Attached is a suggestion for "--group" option in uniq, as discussed here: http://lists.gnu.org/archive/html/coreutils/2011-03/msg00000.html http://lists.gnu.org/archive/html/coreutils/2012-03/msg00052.html

The patch adds two parameters: --group=[method] separate each unique line (whether duplicated or not) with a marker. method={none,separate(default),prepend,append,both) --group-separator=SEP with --group, separates group using SEP (default: empty line)

--group-sep is probably overkill. I'd just use \n or \0 if -z specified.

OK.

As for separation methods I'd just go with what we have for --all-repeated (but remove 'none' which wouldn't be useful with --group), as we've never had requests for anything else. so: --group={prepend, separate(default)}

I'd like to have at least "append" or "both", for the added convenience of downstream analysis. It's obviously a "nice-to-have" and not "must-have" feature, and can be implemented in other ways, but knowing that there will always be a terminating marker after a group (even the last group) makes downstream processing code simpler.

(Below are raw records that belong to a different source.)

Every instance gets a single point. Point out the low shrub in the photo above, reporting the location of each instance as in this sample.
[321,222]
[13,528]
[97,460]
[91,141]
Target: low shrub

Typical example: $ cat INPUT | uniq --group=append |
awk '$0!="" { ## item in the group, collect it } $0=="" { ## end of group, do something }'

Without the final group marker, any downstream code will require two points of "group processing": when a marker is found, and at EOF. Something like:

$ cat INPUT | uniq --group=append |
awk '$0!="" { ## item in the group, collect it } $0=="" { ## end of group, do something } END { ## end of last group, do something, duplicated code }'

Similar reason for having "both", as it ensures there I can put any special initialization code in the group-marker case, and doesn't need to duplicate it in a separate 'BEGIN{}' clause (Of course, this doesn't have to be awk - can be perl/python/ruby/whatever that will do downstream processing).

I realize it's not a "make-or-break" feature - but if we're trying to make text processing easier, I believe "append/both" makes it even easier.